The inclusion of Ben-Gvir, a West Bank settler leader, and other extreme right-wing figures in Netanyahu’s government who are hostile to the Palestinians and opposed to a two-state resolution has put Israel and the U.S. on opposite paths.
On Thursday, the deputy U.S. ambassador to the United Nations, Robert Wood, at an emergency meeting of the Security Council called by Arab states to condemn Ben-Gvir’s holy site visit, underscored Biden’s firm support for “the historic status quo,” especially the “Haram Al-Sharif/Temple Mount.”
Wood noted that Netanyahu pledged to preserve the status quo and he stressed that the administration placed a priority on preserving the possibility of a two-state solution.
But on Friday, Netanyahu’s Security Cabinet approved a series of punitive steps against the Palestinian leadership in retaliation for the Palestinians pushing the U.N.’s highest judicial body to give an opinion on the Israeli occupation of the West Bank.

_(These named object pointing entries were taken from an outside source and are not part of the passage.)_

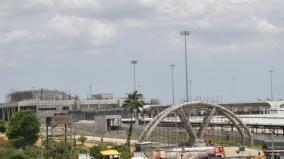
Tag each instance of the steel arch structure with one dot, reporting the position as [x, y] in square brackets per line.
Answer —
[194, 137]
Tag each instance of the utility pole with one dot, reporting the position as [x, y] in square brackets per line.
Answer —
[134, 62]
[173, 87]
[186, 33]
[271, 85]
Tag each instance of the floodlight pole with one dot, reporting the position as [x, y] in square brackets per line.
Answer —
[173, 87]
[271, 85]
[134, 62]
[186, 33]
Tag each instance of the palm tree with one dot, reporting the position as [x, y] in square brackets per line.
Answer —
[132, 104]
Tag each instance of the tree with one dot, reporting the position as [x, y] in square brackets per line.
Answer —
[23, 128]
[132, 104]
[82, 139]
[2, 126]
[18, 155]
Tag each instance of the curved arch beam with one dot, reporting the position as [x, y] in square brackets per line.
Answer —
[235, 123]
[166, 112]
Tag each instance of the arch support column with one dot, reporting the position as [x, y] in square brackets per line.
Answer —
[205, 123]
[188, 127]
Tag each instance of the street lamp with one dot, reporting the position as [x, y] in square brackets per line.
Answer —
[271, 86]
[185, 33]
[173, 88]
[134, 62]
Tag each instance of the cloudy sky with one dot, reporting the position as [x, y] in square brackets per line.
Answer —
[71, 44]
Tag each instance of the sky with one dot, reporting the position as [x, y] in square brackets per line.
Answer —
[72, 44]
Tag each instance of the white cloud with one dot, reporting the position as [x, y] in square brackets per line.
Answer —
[266, 27]
[79, 29]
[7, 37]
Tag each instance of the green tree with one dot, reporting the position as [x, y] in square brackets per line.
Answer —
[133, 103]
[2, 126]
[23, 128]
[82, 139]
[18, 155]
[33, 151]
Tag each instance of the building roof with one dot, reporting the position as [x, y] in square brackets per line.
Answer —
[110, 152]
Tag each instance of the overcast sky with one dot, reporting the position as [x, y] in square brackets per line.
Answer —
[71, 44]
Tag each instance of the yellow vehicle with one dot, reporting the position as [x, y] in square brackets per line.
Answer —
[110, 154]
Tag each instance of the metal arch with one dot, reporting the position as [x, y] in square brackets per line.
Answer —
[182, 116]
[153, 124]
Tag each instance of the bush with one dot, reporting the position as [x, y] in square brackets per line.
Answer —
[23, 128]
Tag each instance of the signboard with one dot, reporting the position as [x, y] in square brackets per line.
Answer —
[59, 120]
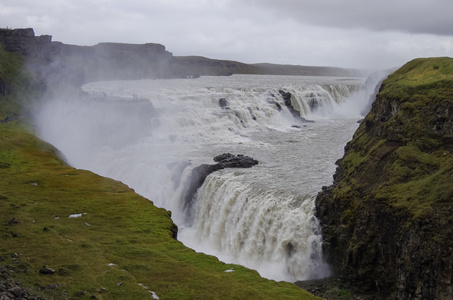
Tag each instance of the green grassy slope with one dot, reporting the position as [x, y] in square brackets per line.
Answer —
[120, 247]
[388, 216]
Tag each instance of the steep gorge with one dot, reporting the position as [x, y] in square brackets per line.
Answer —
[387, 219]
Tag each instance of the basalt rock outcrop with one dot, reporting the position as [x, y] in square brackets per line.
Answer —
[387, 220]
[199, 174]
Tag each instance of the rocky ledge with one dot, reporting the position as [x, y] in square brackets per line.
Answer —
[387, 220]
[200, 173]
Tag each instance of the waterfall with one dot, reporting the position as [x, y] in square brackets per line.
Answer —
[277, 234]
[260, 217]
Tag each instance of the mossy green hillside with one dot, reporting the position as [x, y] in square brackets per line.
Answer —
[387, 218]
[116, 245]
[405, 157]
[119, 245]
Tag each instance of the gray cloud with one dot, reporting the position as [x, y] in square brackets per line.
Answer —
[347, 33]
[413, 16]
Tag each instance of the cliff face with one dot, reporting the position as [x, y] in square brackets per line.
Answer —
[387, 219]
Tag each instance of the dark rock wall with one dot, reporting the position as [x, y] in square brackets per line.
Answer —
[387, 219]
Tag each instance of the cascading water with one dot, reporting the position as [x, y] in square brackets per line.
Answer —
[262, 217]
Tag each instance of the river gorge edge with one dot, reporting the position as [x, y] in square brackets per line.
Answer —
[387, 218]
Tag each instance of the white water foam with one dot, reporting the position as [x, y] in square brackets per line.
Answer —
[261, 217]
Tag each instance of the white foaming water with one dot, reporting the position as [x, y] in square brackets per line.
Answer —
[262, 217]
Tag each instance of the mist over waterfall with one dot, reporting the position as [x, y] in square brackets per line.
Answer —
[150, 134]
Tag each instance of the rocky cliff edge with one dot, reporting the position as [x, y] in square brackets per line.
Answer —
[388, 219]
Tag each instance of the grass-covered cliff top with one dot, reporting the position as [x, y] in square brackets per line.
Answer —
[97, 235]
[403, 151]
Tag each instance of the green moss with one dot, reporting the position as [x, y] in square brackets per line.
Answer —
[121, 247]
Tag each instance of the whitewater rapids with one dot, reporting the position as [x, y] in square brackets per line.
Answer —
[262, 217]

The Security Cabinet decided to withhold millions of dollars from the Palestinian Authority and transfer those funds to a compensation program for families of Israeli victims of Palestinian militant attacks. And it will deny benefits, including travel permits, to Palestinian officials who “are leading the political and legal war against Israel.”
Biden’s administration has reversed the Trump ban on aid and provided more than $800 million in economic, development, security and other assistance to the Palestinians and the U.N. agency for Palestinian refugees.
Despite a more-than-$3 billion annual assistance package to Israel and diplomatic backing in international forums, U.S. sway with Netanyahu appears limited.
The Biden administration has not yet followed through on its pledge to re-open the U.S. consulate in Jerusalem, which historically served as the main contact point with the Palestinians, and made no move to re-open the Palestinian embassy in Washington. Both facilities were shut down during the Trump administration.